Loin, très loin dans la grandiloquence de ces deux événements, la Nuit de la Culture, c’est aussi du théâtre joué presque sur les genoux des spectateurs. Toute la semaine, l’équipe du Finestra Kollektif, une compagnie fondée en 2018 a joué Bouneschlupp de Jeff Schinker dans divers bars et cafés eschois. La première idée était de jouer dans des appartements, chez les habitants, mais cet aspect du projet n’a pas pu se concrétiser. Ce qui est finalement devenu une bonne chose : jouée dans des salles de café, la pièce pouvait aussi être vue par un public non averti qui ne fréquente pas les théâtres. C’est d’ailleurs ce qui s’est produit au Kanal Bar, la semaine passée, quand entre deux jeux de Subito et deux Bofferding, les habitués de ce bistrot de quartier ont suivi les performances de Elena Spautz et Priscila Da Costa.

Si on connaît Jeff Schinker pour ses romans et récits plus ou moins autobiographiques et toujours ironiques (lire la critique de Ma vie sous les tentes, d’Land 28.01.2022), il est aussi un habitué des petites formes et des scènes bistrotières ayant initié le cycle de lectures Désœuvrés ‒ Work in Progress dans divers cafés de la capitale. Sous-titrée Zéng Figuren op der Sich no engem Heemechtsbegrëff, (y verra une allusion à Pirandello qui veut) sa pièce Bouneschlupp passe en revue les travers racistes et xénophobes des Luxembourgeois. On y croise un metteur en scène qui ne donne à Elena que des rôles de putes ou de migrantes, Pätter Henri et Monni Fern (dont on apprend : « Comme il voyageait beaucoup, c’était un raciste d’avant-garde qui détestait les Africains et les Arabes, avant même que les Luxembourgeois ne sachent qu’ils existent »), un politicien de l’ADR (par l’entremise de son livre)… Rien que du banal, de l’ordinaire, du racisme au quotidien qui devient pourtant insupportable quand il est mis en exergue. Le ton est tantôt acide, tantôt cynique, souvent drôle de cet humour vache qui caractérise la critique sociale dont l’auteur ne se prive pas. « Les Luxembourgeois ont une très riche panoplie de xénophobies. Ils détestent les étrangers très différemment, selon leur origine », constate-t-il avant d’entreprendre une série d’intermèdes assez hilarants sur les Allemands, les frontaliers (forcément Français), les immigrés (forcément Italiens ou Portugais) et tous les « autres » (Bosniaques ou Syriens de préférence).

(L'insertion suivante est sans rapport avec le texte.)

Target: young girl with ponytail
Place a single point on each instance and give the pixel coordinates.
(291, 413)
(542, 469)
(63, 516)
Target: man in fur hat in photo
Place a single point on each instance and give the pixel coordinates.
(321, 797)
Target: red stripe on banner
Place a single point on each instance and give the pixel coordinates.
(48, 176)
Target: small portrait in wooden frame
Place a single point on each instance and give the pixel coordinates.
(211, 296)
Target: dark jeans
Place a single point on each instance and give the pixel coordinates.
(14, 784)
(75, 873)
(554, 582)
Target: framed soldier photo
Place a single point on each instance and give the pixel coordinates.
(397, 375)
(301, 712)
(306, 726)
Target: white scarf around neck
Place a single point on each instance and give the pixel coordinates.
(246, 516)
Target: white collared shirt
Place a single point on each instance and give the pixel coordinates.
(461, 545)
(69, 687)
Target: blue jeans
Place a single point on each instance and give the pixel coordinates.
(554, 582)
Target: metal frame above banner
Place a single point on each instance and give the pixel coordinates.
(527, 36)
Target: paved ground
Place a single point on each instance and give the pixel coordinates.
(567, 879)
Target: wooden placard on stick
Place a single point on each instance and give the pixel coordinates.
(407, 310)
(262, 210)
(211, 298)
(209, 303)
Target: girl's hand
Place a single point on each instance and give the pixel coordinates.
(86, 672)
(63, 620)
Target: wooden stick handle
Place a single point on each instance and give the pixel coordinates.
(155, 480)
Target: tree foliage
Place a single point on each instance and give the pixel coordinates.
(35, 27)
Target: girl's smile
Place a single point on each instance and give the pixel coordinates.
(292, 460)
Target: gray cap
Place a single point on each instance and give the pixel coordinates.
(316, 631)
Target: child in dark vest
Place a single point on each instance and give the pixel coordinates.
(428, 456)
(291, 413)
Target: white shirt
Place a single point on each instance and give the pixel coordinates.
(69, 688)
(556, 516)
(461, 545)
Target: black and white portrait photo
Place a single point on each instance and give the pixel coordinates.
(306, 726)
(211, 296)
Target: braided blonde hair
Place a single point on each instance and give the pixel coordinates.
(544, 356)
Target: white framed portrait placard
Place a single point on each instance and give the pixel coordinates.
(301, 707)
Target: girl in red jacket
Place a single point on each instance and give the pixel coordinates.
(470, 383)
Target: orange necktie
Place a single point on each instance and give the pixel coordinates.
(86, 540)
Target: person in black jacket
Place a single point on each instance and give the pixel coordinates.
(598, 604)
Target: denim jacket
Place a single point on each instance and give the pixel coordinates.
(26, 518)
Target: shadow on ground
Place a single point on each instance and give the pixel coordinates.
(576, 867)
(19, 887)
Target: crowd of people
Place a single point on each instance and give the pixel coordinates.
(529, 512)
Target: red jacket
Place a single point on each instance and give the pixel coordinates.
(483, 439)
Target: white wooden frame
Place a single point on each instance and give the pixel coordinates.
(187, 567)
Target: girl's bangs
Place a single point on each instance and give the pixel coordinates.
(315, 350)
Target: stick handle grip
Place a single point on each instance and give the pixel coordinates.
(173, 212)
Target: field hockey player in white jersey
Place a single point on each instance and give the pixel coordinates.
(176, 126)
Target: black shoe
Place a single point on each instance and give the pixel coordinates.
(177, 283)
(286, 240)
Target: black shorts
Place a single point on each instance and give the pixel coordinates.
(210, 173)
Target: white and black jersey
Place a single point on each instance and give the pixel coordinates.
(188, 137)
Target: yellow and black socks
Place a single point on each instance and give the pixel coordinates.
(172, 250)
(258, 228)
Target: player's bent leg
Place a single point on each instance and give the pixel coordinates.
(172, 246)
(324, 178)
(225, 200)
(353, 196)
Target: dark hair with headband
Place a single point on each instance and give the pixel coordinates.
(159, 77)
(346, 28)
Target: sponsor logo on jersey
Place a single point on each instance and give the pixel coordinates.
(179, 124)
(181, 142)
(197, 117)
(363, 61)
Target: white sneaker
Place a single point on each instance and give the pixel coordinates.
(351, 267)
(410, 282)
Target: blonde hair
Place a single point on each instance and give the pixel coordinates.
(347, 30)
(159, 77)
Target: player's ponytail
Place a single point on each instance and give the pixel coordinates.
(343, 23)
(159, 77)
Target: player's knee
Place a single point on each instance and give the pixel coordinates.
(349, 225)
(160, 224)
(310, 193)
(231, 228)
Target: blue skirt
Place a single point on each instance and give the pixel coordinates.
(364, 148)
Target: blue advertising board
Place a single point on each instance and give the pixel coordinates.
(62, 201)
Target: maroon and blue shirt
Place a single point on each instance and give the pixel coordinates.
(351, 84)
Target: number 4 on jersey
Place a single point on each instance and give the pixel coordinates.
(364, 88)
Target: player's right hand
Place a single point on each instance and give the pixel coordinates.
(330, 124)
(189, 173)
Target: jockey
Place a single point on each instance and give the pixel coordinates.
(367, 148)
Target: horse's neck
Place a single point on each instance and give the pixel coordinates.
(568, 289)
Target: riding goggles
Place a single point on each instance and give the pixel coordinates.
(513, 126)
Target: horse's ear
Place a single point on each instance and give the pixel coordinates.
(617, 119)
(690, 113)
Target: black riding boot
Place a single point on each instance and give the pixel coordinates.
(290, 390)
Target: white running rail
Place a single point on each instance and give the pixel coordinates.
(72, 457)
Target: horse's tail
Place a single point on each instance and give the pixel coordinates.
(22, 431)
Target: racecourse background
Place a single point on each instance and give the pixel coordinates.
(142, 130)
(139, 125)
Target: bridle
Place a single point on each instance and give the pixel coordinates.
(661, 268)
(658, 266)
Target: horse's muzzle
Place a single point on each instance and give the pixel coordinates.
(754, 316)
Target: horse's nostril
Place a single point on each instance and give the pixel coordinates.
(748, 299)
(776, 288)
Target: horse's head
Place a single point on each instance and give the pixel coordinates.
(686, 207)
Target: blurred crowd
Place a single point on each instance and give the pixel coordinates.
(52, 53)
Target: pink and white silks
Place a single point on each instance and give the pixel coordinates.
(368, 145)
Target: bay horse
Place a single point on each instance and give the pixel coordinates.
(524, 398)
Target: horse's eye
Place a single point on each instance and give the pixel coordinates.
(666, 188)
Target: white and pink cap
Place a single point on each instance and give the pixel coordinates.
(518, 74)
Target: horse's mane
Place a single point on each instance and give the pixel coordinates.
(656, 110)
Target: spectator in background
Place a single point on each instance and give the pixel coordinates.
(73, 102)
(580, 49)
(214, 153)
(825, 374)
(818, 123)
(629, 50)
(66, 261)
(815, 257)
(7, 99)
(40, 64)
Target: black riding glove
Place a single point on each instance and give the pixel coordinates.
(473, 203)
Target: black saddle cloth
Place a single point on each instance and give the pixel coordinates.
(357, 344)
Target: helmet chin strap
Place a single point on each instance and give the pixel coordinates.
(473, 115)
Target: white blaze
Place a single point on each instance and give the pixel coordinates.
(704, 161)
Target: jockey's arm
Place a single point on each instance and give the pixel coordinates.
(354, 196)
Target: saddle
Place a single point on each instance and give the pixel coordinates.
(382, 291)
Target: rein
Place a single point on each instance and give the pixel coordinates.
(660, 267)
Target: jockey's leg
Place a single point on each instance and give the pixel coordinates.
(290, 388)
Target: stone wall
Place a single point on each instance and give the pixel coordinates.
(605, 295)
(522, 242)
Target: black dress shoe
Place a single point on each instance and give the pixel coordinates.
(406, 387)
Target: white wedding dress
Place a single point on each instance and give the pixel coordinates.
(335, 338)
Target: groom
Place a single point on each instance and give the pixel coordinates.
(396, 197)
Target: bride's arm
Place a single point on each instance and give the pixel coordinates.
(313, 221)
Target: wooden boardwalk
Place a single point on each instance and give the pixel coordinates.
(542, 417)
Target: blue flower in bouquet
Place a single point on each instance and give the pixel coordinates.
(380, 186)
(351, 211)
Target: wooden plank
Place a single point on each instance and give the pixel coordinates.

Le texte était initialement conçu comme un monologue, mais la mise en scène de Corina Ostafi a ajouté un rythme en faisant converser Elena Spautz et Priscilla Da Costa, pour qui c’est une première comme comédienne. Elles n’ont pas de rôle ou de personnage défini. Parfois se répondent, parfois sont chacune dans leur propre univers, affrontant le racisme structurel dans leur propre famille. La metteuse en scène met parfaitement à profit les compétences musicales, Priscilla s’emparant de sa guitare comme d’autres d’un couteau. Un rap assez rageur nous fait entrevoir un Luxembourg de cauchemar (toute ressemblance avec la réalité ne serait pas le fruit du hasard) : « Un immense immeuble dans lequel des banquiers avec des cravates Tintin courent de rendez-vous en rendez-vous, un œil sur le Nasdaq, une narine sur le portable, pour prendre un trait au plus vite. ». On met tout ça dans la marmite et on porte à ébullition : la soupe prend. Rien n’est plus drôle que des sujets sérieux.